Os resultados eleitorais inconclusivos na Turquia deixaram o país num impasse político. Para resolvê-lo, o primeiro-ministro, Ahmet Davutoglu, diz agora estar disposto a entendimentos com outras forças partidárias, apesar de avisar que as coligações não têm tido finais felizes na história do país.
 

“Temos usado as eras de coligação das décadas de 1970 e 1990 como exemplo de que as coligações não servem para Turquia e continuamos a defender isso”, disse Davutoglu numa reunião com responsáveis locais do Partido da Justiça e Desenvolvimento (AKP). 


Mas sem os votos necessários para continuar no poder sozinho, o AKP não tem grandes alternativas e o primeiro-ministro admite, por isso, estar “aberto a qualquer cenário”. 

“No entanto, no cenário político atual, o único partido que pode apresentar soluções realistas é o AKP”, defendeu.


Esta visão não é partilhada por todas as formações, especialmente pelos pró-curdos do HDP, que conseguiram pela primeira vez ultrapassar a barreira dos dez por cento de votos necessários para garantir um lugar no parlamento. O partido também está aberto a todas as opções para formar uma coligação de governo na Turquia, menos aliar-se ao partido ainda no poder.

Além de terminarem sem que AKP conseguisse um resultado que lhe permitisse formar governo sozinho, as eleições fizeram também cair por terra o objetivo do partido alcançar dois terços dos lugares no parlamento, necessários para alterar a constituição e dar mais poderes ao presidente. 

Esta última meta era um desígnio do ex-primeiro-ministro e agora chefe de Estado, Recep Tayyip Erdogan, que depois de ter esgotado o limite de três mandatos à frente do governo pretendia transformar a Turquia num regime presidencialista.

Para o HDP essa é uma aspiração inaceitável e defendeu que Erdogan se deve sujeitar aos limites constitucionais, que ditam a neutralidade política do chefe de Estado.
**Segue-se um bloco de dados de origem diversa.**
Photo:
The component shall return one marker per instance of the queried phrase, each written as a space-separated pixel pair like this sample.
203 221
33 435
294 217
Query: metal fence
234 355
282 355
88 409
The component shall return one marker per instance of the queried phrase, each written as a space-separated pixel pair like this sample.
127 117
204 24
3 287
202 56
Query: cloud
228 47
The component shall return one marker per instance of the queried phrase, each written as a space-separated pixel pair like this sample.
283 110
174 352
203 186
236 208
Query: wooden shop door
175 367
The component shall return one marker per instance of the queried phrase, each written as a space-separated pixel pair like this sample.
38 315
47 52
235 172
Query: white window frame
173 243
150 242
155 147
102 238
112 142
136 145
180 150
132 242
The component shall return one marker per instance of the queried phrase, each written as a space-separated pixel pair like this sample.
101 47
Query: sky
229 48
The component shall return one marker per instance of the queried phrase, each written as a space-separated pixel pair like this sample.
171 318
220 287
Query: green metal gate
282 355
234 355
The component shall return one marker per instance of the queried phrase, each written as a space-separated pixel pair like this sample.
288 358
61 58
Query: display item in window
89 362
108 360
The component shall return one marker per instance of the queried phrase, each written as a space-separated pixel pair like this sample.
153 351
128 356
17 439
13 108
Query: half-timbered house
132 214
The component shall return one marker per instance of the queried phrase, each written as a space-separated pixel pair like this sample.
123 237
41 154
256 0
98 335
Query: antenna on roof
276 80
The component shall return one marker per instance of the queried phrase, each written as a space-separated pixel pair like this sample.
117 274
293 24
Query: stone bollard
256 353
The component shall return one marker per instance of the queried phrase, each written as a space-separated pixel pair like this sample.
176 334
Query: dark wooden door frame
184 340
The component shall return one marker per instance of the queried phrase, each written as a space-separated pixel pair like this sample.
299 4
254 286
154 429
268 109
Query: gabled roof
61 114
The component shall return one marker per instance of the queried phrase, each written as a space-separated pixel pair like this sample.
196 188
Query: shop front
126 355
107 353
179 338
Um recado a um presidente que foi uma das presenças mais assíduas publicamente durante a campanha.

Na lista de prioridades do HDP está também o problema curdo. Selahattin Demirtas, um dos líderes partidários, defendeu que o processo de paz deve ser acelerado e que o líder do Partido dos Trabalhadores do Curdistão (PKK), Abdullah Ocalan, que se encontra preso, está disposto a fazer um apelo ao desarmamento.